Last week, we explored this concept in the regime of "brute forcing" the posterior distribution for a simple exercise (e.g., calculating posterior probability an individual is sick, given a positive test) as well as a result in Exponential Families that leveraged conjugacy (e.g., posterior probability for a coin to land on "heads").

*What happens if our model does not have a simple or conjugate form?*

Rather than performing inference under an intractible exact posterior $\Pr(\theta | \data)$, we seek to perform inference using a surrogate distribution $Q(\theta | data)$ that is simpler. But how to identify or even quantify how good a proposed surrogate distribution $Q$ is?

Recall, [KL-Divergence](https://en.wikipedia.org/wiki/Kullback%E2%80%93Leibler_divergence) captures a notion of "[statistical distance](https://en.wikipedia.org/wiki/Statistical_distance)" between parameterized distribution functions, whose definition for discrete variables is,
$$
\begin{align*}
D_{KL}(p || q) &= \sum_{x \in \mathcal{X}} p(x) \log \frac{p(x)}{q(x)} = - \sum_{x \in \mathcal{X}} p(x) \log \frac{q(x)}{p(x)} \\
  &= -\mathbb{E}_{x \sim p}\left[\log \frac{q(x)}{p(x)} \right].
\end{align*}$$

For continuous $x \in \mathbb{R}$, we have,
$$\begin{align*}
D_{KL}(p || q) &= \int_{-\infty}^\infty p(x) \log \frac{p(x)}{q(x)}dx = -\int_{-\infty}^\infty p(x) \log \frac{q(x)}{p(x)}dx \\
  &= -\mathbb{E}_{x \sim p}\left[\log \frac{q(x)}{p(x)} \right].
\end{align*}$$

We can leverage this concept to measure how good a proposal surrogate $Q$ is compared to the true posterior by,
$$D_{KL}(Q(\theta | \data) || \Pr(\theta | \data))$$
however, we often don't know the functional form of $\Pr(\theta | \data)$ let alone compute it in intracable settings! Where are we left?

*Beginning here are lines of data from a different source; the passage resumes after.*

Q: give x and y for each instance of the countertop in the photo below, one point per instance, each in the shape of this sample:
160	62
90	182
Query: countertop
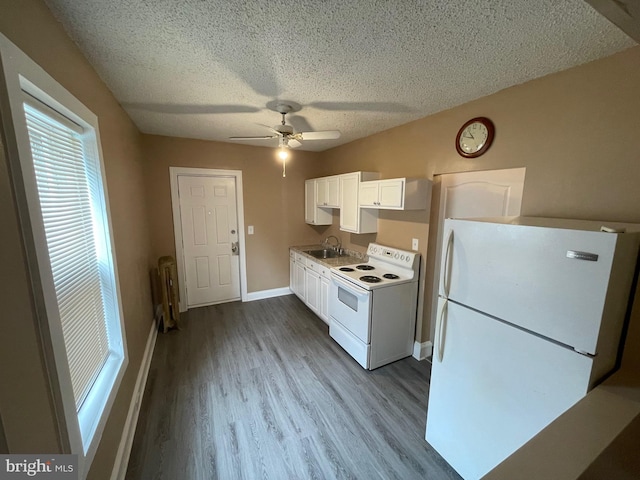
350	258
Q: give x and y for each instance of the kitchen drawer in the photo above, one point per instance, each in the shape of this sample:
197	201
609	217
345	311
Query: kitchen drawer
325	272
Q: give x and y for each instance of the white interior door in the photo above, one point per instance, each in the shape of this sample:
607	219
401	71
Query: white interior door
209	222
488	193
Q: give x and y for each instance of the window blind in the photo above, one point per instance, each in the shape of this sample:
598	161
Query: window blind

$$\newcommand{\ELBO}{\text{ELBO}}\begin{align*}
D_{KL}(Q(\theta | \data) || \Pr(\theta | \data)) &= \E_Q\left[ \log \frac{Q(\theta | \data)}{\Pr(\theta | \data) }\right] \\
  &= \E_Q\left[ \log \frac{Q(\theta | \data)\Pr(\data)}{\Pr(\data | \theta) \Pr(\theta)}\right] \\
  &= \E_Q\left[ \log \frac{Q(\theta | \data)}{\Pr(\data | \theta) \Pr(\theta)}\right] + \E_Q[\log \Pr(\data) ]\\
  &= \E_Q\left[ \log \frac{Q(\theta | \data)}{\Pr(\data | \theta) \Pr(\theta)}\right] + \log \Pr(\data) \\
  &= \underbrace{\E_Q[ \log Q(\theta | \data)] - \E_Q[\log \Pr(\data | \theta)] - \E_Q[\log \Pr(\theta)]}_{-\ELBO} + \log \Pr(\data) \geq 0 ⇒\\
-\ELBO \geq - \log \Pr(\data) \iff \ELBO \leq \log \Pr(\data).
\end{align*}$$

The implications of the above derivation suggest that we can maximize $\ELBO$ to minimize the KL-divergence between $Q$ and $\Pr(\theta | \data)$ up to a constant.

Given this, a helpful representation of the $\ELBO$ is to re-write it as,
$$\begin{align*}
\ELBO &:= -\E_Q[ \log Q(\theta | \data)] + \E_Q[\log \Pr(\data | \theta)] + \E_Q[\log \Pr(\theta)] \\
  &= \E_Q[\log \Pr(\data | \theta)] - \E_Q\left[ \log \frac{Q(\theta | \data)}{\Pr(\theta)}\right]\\
  &= \E_Q[\log \Pr(\data | \theta)] + D_{KL}(Q(\theta | \data) || \Pr(\theta))\\
\end{align*}$$